We review an order pursuant to G. L. c. 258E to determine "whether the judge could find, by a preponderance of the evidence, together with all permissible inferences, that the defendant committed '[three] or more acts of willful and malicious conduct aimed at a specific person committed with the intent to cause fear, intimidation, abuse or damage to property and that [did] in fact cause fear, intimidation, abuse or damage to property.'" A.T. v. C,R., 88 Mass.App.Ct. 532, 535 (2015), quoting G. L. c. 258E, § 1. Accord J.C. v. J.H., 92 Mass.App.Ct. 224, 227 (2017). In this context, willful and malicious conduct is defined as acts "characterized by cruelty, hostility or revenge." 0'Brien v. Borowski, 461 Mass. 415, 420 (2012), quoting G. L. c. 258E, § 1.
On a review of the record, including the application, the plaintiff's affidavit in support of the application, and the transcript of the hearing, the plaintiff arguably alleged the existence of four incidents: (1) the defendant called the police and took photographs because the plaintiff trimmed shrubbery on the border of their properties; (2) the defendant "stalk[ed]" him by taking photographs and videos of his family; (3) two years prior to the hearing, the defendant pulled the plaintiff through bushes on the border of their properties and put him in a "chokehold"; and (4) the defendant threatened to post information about the plaintiff and his family on social media. From these allegations, all of which fall under the rubric of the plaintiff's general assertion that the defendant and his family were "just not . . . nice people," we discern only one act of harassment within the meaning of G. L. c. 258E.

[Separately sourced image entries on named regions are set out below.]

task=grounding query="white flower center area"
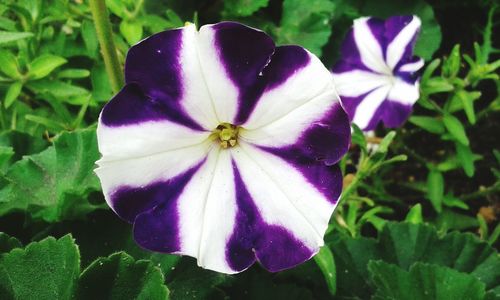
[213,123,239,149]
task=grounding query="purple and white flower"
[332,16,424,131]
[96,22,350,273]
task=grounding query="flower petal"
[240,47,350,164]
[125,25,218,129]
[385,16,421,69]
[350,86,391,130]
[333,70,391,97]
[198,22,275,124]
[227,143,341,271]
[95,134,211,222]
[387,78,420,105]
[353,18,391,74]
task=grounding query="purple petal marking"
[236,46,311,124]
[101,29,203,130]
[384,16,419,69]
[259,146,342,204]
[261,104,351,166]
[378,99,412,130]
[110,160,205,223]
[226,162,313,272]
[213,22,275,124]
[125,29,183,101]
[332,28,373,73]
[101,83,204,131]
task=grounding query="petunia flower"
[332,16,424,131]
[96,22,350,273]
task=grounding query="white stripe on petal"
[387,79,420,105]
[399,58,424,73]
[178,147,236,274]
[333,70,390,97]
[179,24,219,130]
[197,25,239,123]
[95,140,213,206]
[231,142,335,250]
[387,16,421,69]
[352,85,391,129]
[240,88,339,147]
[242,53,333,129]
[353,18,391,74]
[97,120,210,163]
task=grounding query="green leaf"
[57,69,90,79]
[361,0,441,60]
[405,203,424,224]
[120,20,142,45]
[0,31,33,45]
[427,170,444,213]
[276,0,335,56]
[0,235,80,299]
[223,0,269,17]
[3,81,23,108]
[77,252,168,300]
[409,116,445,134]
[26,79,89,101]
[368,261,485,300]
[0,130,102,222]
[0,232,23,253]
[314,245,337,296]
[0,49,21,79]
[456,90,476,125]
[330,221,500,299]
[167,259,229,300]
[455,143,475,177]
[443,114,469,146]
[29,54,67,79]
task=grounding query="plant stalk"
[90,0,124,93]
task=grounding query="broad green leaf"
[0,235,80,299]
[361,0,441,60]
[368,261,485,300]
[0,232,23,253]
[314,245,337,296]
[427,170,444,213]
[77,252,168,300]
[455,143,475,177]
[0,130,102,222]
[3,81,23,108]
[223,0,269,17]
[120,20,142,45]
[409,116,445,134]
[443,114,469,146]
[0,31,33,45]
[167,259,229,300]
[330,221,500,299]
[29,54,67,79]
[57,69,90,79]
[26,79,89,101]
[276,0,335,56]
[0,49,21,78]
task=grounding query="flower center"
[214,123,239,149]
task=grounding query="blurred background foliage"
[0,0,500,299]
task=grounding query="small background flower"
[332,16,424,130]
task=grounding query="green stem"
[90,0,124,93]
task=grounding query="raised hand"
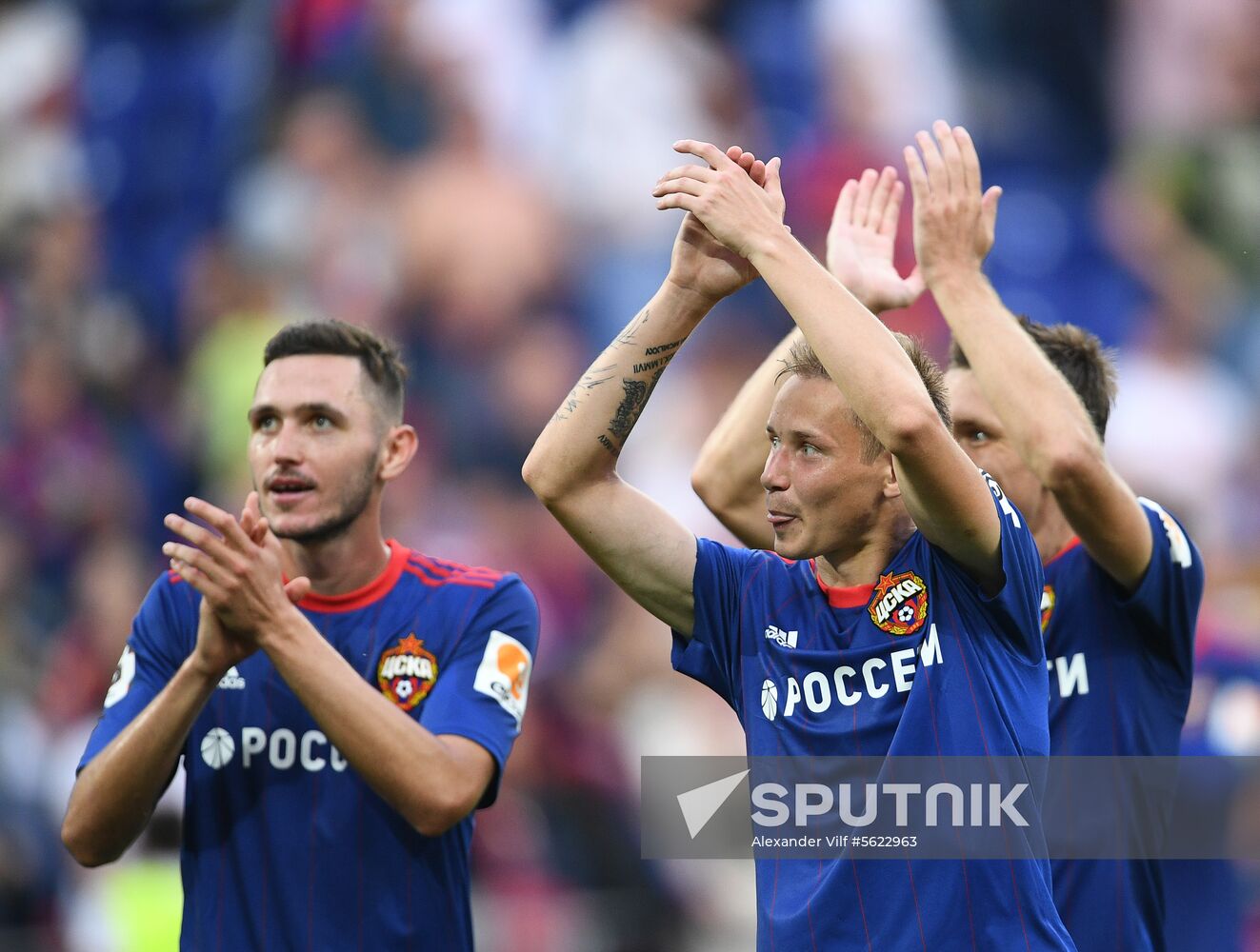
[827,165,924,313]
[163,494,310,643]
[658,146,766,302]
[651,139,785,264]
[905,120,1002,288]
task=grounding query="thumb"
[980,185,1002,234]
[285,575,311,605]
[766,155,785,208]
[906,265,928,302]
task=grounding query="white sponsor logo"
[472,631,534,729]
[980,469,1023,529]
[202,728,235,771]
[219,664,245,691]
[202,726,349,773]
[1046,651,1090,698]
[1138,496,1194,568]
[766,625,797,647]
[761,678,779,721]
[761,625,943,721]
[105,645,136,707]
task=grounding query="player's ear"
[883,453,901,499]
[378,423,420,483]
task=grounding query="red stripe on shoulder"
[407,549,507,585]
[403,565,498,588]
[448,575,498,588]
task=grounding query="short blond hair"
[779,331,950,464]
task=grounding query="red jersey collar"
[809,559,874,608]
[297,539,410,612]
[1046,535,1081,565]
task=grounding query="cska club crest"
[1041,585,1054,635]
[377,635,437,710]
[867,572,928,635]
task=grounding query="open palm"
[827,167,924,313]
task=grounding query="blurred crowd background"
[0,0,1260,952]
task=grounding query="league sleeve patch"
[472,631,534,728]
[105,645,136,707]
[1138,496,1194,568]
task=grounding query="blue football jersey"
[79,540,538,952]
[1042,499,1203,952]
[672,480,1072,952]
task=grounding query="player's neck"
[814,518,914,588]
[284,516,390,596]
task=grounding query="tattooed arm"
[522,146,783,635]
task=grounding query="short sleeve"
[1121,496,1203,684]
[932,469,1046,664]
[420,575,538,807]
[670,539,764,715]
[78,574,199,771]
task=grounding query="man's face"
[945,367,1042,519]
[761,377,889,559]
[250,354,381,543]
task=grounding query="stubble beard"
[273,457,375,545]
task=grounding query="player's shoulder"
[392,549,535,604]
[403,549,519,590]
[695,538,810,585]
[1138,496,1194,566]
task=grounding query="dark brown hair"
[262,321,407,422]
[779,331,950,464]
[949,315,1115,440]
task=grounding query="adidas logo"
[766,625,796,647]
[219,664,245,691]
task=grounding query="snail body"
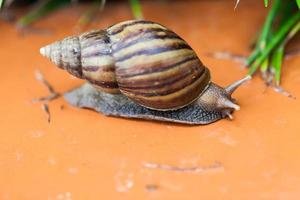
[40,20,249,123]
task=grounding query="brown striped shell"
[41,20,210,110]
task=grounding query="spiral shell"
[41,20,210,110]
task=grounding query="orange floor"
[0,0,300,200]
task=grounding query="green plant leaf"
[246,0,281,66]
[129,0,143,19]
[271,45,284,86]
[248,12,300,75]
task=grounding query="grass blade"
[246,0,281,66]
[17,0,70,28]
[248,12,300,75]
[271,45,284,86]
[129,0,143,19]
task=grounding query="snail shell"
[40,20,250,119]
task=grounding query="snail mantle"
[40,20,250,124]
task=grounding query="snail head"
[198,76,251,119]
[40,36,82,78]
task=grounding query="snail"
[40,20,250,124]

The plaintiff's allegation of physical assault by the defendant was an act of harassment under c. 258E. See V.J, v. N.J., 91 Mass.App.Ct. 22, 25 (2017) (grabbing plaintiff from behind and placing her in "bear hug" was act of harassment). The remaining claims, however distressing to the plaintiff, cannot fairly be said to constitute harassment within the meaning of the statute. Calling the police and documenting activity that is part of a neighbor border dispute cannot reasonably be construed as "intimidation, intending to cause fear of physical harm or damage to property." Gassman v. Reason, 90 Mass.App.Ct. 1, 9 (2016). Similarly, in the context of this case, taking videos and photographs of the plaintiff's family was not qualifying conduct because there was no evidence of the requisite intent. See C.E.R. v. P.C., 91 Mass.App.Ct. 124, 128 (2017) (installation of video cameras by tenants pointed at live-in landlord's driveway and living room was not act of harassment, despite landlord's testimony that could be construed to mean cameras caused her "fear," because there was no evidence that tenants intended to cause her fear or intimidation). Moreover, there was no evidence that this conduct by the defendant was "aimed at" the plaintiff himself. F.K. v. S.C., 481 Mass. 325, 332 (2019) ("As a threshold matter, a plaintiff must demonstrate that a defendant engaged in . . . acts . . . aimed at a specific person" [quotations and citation omitted]). Finally, the plaintiff's claim that the defendant threatened to "harm [the plaintiff's] family detrimentally via social media" lacked the quality of a "true threat" and was too vague to constitute the type of conduct barred by G. L. c. 258E. See Kareem K. v. Ida I., 100 Mass.App.Ct. 902, 904 (2022).
Although this type of conduct may, with added detail, rise to the level of an act or acts of harassment, on the record before us there is insufficient evidence to support such a finding. The defendant claimed, and the plaintiff did not dispute, that the videos were taken to memorialize the defendant's complaints of the plaintiff's children riding ATVs and "blaring" their horns near his property.
Although we understand the inclination to issue an order for the parties to stay away from each other, particularly given the history, continuing physical proximity, and court room dynamic presented by the two families here, there was insufficient evidence to support the issuance of this c. 258E extension order against the defendant. Therefore, we vacate the harassment prevention extension order issued June 16, 2021. See Seney v. Morhy, 467 Mass. 58, 63-64 (2014); C.E.R., 91 Mass.App.Ct. at 132 & n.17.
So ordered.
Sullivan, Neyman & Brennan, JJ.
The panelists are listed in order of seniority.